Different approaches to the same problem: giving AI agents persistent project context.
| Dimension | SpecKit | BMAD | GSD | Taskmaster | mex | Pimzino | SpecFlow |
|---|---|---|---|---|---|---|---|
| Approval gates | None | Advisory | UAT phase | None | None | Dashboard (blocking) | Dashboard + skill enforcement |
| Memory | constitution.md | Git docs | STATE.md | tasks.json | Scaffold files | Steering docs | 3-tier: DocVault + file + mem0 |
| Session learning | None | None | None | None | GROW loop | None | /prime → /audit → /wrap |
| Code search | None | None | None | None | None | None | Semantic + structural |
| Multi-project | Per-repo | Per-repo | Per-repo | Per-repo | Per-repo | Per-repo | One vault, all repos |
| Infrastructure | Code only | Code only | Code only | Code only | Code only | Code only | Docker, DNS, VMs, proxies |
| Drift detection | None | None | None | None | 8 checkers | None | /vault-update gate |
| Multi-tool | Any AI tool | Any AI tool | Claude focused | Any AI tool | 4 tools | Claude + MCP | Claude + MCP ecosystem |
| Self-hosted | Files only | Files only | Files only | Files only | Files only | Node.js | Milvus, Neo4j, Ollama |
| Best for | Quick adoption | Enterprise teams | Solo context eng. | PRD pipelines | Per-repo memory | Structured workflow | Multi-project, high-governance |
SpecFlow is an MCP server that works with any MCP-compatible agent — Claude Code, Gemini CLI, and Codex CLI verified. DocVault is an Obsidian vault. Code Context is a semantic search engine. Together, they replace the bloated instruction file + ad-hoc prompting pattern.

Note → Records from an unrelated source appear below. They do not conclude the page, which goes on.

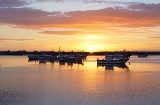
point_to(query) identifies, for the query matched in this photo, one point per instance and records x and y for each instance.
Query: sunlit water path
(24, 82)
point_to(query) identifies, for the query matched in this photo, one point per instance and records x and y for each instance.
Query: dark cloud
(145, 7)
(12, 3)
(137, 15)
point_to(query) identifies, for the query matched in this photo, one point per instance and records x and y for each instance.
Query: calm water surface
(24, 82)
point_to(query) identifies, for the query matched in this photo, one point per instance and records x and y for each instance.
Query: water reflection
(111, 66)
(68, 62)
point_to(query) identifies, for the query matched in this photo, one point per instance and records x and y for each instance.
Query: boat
(142, 55)
(110, 59)
(38, 57)
(111, 66)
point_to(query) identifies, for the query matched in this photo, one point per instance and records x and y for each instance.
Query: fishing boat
(110, 59)
(142, 55)
(37, 57)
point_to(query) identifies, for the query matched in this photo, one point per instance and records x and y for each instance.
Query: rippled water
(24, 82)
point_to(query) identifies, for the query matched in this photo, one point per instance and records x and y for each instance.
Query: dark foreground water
(24, 82)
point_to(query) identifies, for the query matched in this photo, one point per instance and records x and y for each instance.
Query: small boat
(142, 55)
(110, 59)
(37, 57)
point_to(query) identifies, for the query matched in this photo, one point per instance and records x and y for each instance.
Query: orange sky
(87, 25)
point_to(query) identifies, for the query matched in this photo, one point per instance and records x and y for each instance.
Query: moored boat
(37, 57)
(110, 59)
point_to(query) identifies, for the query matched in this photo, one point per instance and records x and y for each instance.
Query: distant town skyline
(88, 25)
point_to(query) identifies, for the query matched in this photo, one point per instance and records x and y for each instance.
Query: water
(24, 82)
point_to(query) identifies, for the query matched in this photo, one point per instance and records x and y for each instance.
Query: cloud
(134, 16)
(12, 3)
(70, 32)
(154, 37)
(20, 39)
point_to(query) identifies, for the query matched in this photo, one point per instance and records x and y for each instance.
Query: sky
(80, 25)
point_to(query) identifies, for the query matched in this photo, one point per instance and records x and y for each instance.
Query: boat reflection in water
(111, 66)
(71, 62)
(41, 61)
(68, 62)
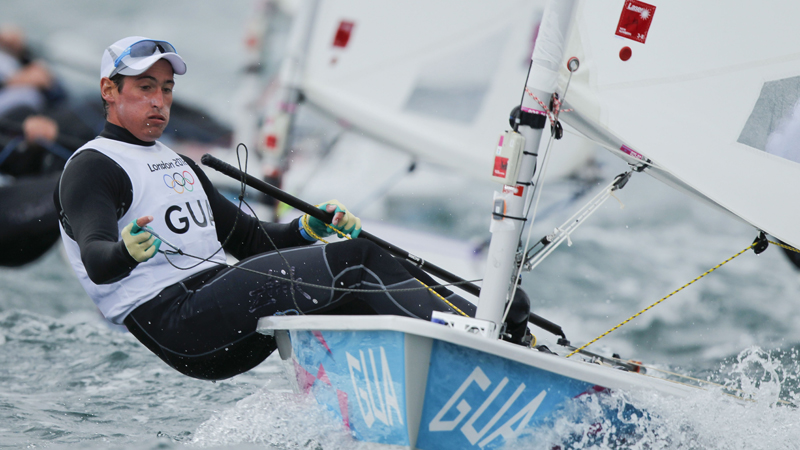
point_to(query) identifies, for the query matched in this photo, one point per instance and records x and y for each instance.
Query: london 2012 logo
(180, 182)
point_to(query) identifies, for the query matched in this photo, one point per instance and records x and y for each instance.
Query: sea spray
(279, 419)
(751, 407)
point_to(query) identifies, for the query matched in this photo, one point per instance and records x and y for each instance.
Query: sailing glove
(141, 244)
(347, 223)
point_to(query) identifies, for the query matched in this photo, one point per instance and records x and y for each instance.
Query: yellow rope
(656, 303)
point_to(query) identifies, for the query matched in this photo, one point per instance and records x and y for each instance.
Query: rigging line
(784, 246)
(230, 234)
(292, 281)
(664, 298)
(331, 288)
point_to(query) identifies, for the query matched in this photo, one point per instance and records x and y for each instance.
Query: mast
(509, 204)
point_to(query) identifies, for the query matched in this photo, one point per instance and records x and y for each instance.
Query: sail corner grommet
(573, 64)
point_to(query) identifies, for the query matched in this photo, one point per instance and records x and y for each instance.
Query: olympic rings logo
(180, 183)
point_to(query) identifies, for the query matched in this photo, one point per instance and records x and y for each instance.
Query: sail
(706, 91)
(437, 79)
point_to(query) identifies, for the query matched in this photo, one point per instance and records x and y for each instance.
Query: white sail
(437, 79)
(708, 98)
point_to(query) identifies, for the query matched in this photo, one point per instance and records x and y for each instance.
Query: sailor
(144, 230)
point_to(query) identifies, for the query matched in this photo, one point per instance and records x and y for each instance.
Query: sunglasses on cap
(142, 49)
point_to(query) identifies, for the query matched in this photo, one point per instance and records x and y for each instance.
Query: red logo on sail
(342, 36)
(635, 20)
(500, 166)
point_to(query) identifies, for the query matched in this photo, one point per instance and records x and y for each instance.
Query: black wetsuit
(205, 325)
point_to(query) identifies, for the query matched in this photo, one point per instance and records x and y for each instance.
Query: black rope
(292, 280)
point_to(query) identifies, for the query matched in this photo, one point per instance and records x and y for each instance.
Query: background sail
(708, 98)
(437, 79)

The biggest architectural difference from other spec workflows: tasks don't execute sequentially in one session. Each task runs through an isolated three-stage pipeline, and tasks with zero file overlap execute concurrently.
23 tasks, 30 parallel subagent dispatches, 8 dashboard approval gates, zero file conflicts. What would take a full day sequentially completed in one afternoon.
Each component is independently useful today. The roadmap is consolidation: one install, one Docker container, zero cloud dependencies.
The end state: a single installable system that gives any AI agent persistent memory, semantic code search, structural code intelligence, and spec-driven workflow — self-hosted core, cloud optional.
SpecFlow is open source. The core workflow runs entirely on your machine. Cloud integrations (mem0, embeddings, session digests) are optional and configurable — use local models or cloud APIs based on your preference and hardware.